July 7, 2008 - 8:25 PM

(CNSNews.com) - The Microsoft trial has already sent shock waves through the financial markets, but does it has the same potential to affect the 2000 presidential campaign?

Clearly, House Republicans smell an issue in the Microsoft trial: House Republican Conference Chairman J.C. Watts released a statement Wednesday blaming the volatility in the Nasdaq market squarely on the White House's "meddling with the private sector."

"What about the millions of Americans who have pensions and investments in the stock market?" Watts continued. "The federal government should not be jeopardizing their retirement security."

Republicans on the Hill are licking their chops at the opportunity to tie Vice President Al Gore to Department of Justice actions that have resulted in huge drops in the tech markets.

"If the Microsoft case crashes the Nasdaq, you can be sure we're going to blame this right on Al Gore," one Republican chief of staff on Capitol Hill told CNSNews.com.

One venue for those hearings: the Senate Commerce Committee, chaired by former Republican presidential candidate John McCain, who has already said he'd like Congress to look at the ruling's impact on consumers, and on what he calls "this incredible engine that's driving America's economy."

Republicans could find that an attack on the Microsoft judgment would be well-received by consumers. Recent polls show that 71 percent of consumers think Microsoft has been good to consumers and the country, and 58 percent don't want the company broken up. More importantly, at least 6 million people own stock in Microsoft directly, while the number who own it indirectly through mutual funds or pension plans may be more than ten times that number.

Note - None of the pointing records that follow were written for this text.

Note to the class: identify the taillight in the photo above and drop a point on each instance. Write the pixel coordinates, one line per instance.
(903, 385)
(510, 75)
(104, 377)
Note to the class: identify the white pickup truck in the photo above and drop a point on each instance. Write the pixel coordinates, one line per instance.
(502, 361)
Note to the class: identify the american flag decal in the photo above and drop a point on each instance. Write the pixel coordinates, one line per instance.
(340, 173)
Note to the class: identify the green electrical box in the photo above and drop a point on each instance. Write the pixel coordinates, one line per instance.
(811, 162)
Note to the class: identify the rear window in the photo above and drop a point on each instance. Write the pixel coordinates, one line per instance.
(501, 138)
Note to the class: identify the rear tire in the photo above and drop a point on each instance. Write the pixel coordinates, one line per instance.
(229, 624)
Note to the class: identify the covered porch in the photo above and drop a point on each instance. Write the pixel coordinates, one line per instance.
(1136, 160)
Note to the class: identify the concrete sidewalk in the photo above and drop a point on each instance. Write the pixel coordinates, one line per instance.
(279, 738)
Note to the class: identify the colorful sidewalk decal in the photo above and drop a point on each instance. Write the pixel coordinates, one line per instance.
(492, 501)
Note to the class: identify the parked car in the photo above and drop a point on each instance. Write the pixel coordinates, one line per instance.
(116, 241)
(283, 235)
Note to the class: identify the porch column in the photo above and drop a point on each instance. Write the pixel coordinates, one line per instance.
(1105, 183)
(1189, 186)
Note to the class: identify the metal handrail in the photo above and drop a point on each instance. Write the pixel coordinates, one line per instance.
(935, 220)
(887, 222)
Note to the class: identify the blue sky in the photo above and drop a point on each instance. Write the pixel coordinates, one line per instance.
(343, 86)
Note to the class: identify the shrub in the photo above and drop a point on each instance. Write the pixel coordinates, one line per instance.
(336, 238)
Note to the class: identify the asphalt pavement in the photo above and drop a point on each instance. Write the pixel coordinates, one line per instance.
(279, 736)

Republican presidential candidate George W. Bush has so far avoided comment on the issue, saying only that he'd "fully enforce anti-trust laws to foster competition and innovation, to protect consumers, and to guard against anti-competitive conduct" as president.

But one key Bush backer in Washington told CNSNews.com that a President Bush would interpret anti-trust laws very differently than a President Gore.

"If George W. Bush were to win in 2000, his goal would be to break up real monopolies such as the U.S. Post Office, rather than innovative software companies that provide benefits to consumers and investors," said Grover Norquist, president of Americans for Tax Reform and a sometime Bush advisor.

Robert Levy, a fellow in constitutional studies at the Cato Institute, told CNSNews.com that between Microsoft, tobacco trials, and threatened lawsuits against gun manufacturers, Americans may be more receptive to an attack on activist trial lawyers and a message of tort reform.

"The money that trial lawyers is being paid is finding its way back into the political process to state legislatures and judges, which buys more bad legal precedents, which brings even more money back to the same lawyers," said Levy.

"When voters hear that the Texas trial lawyers who filed the tobacco cases are getting ten times as much money as is being invested in anti-smoking programs, and that their pay comes to something like $92,000 per hour of work, they're going to get upset" and demand comprehensive legal reform, he added.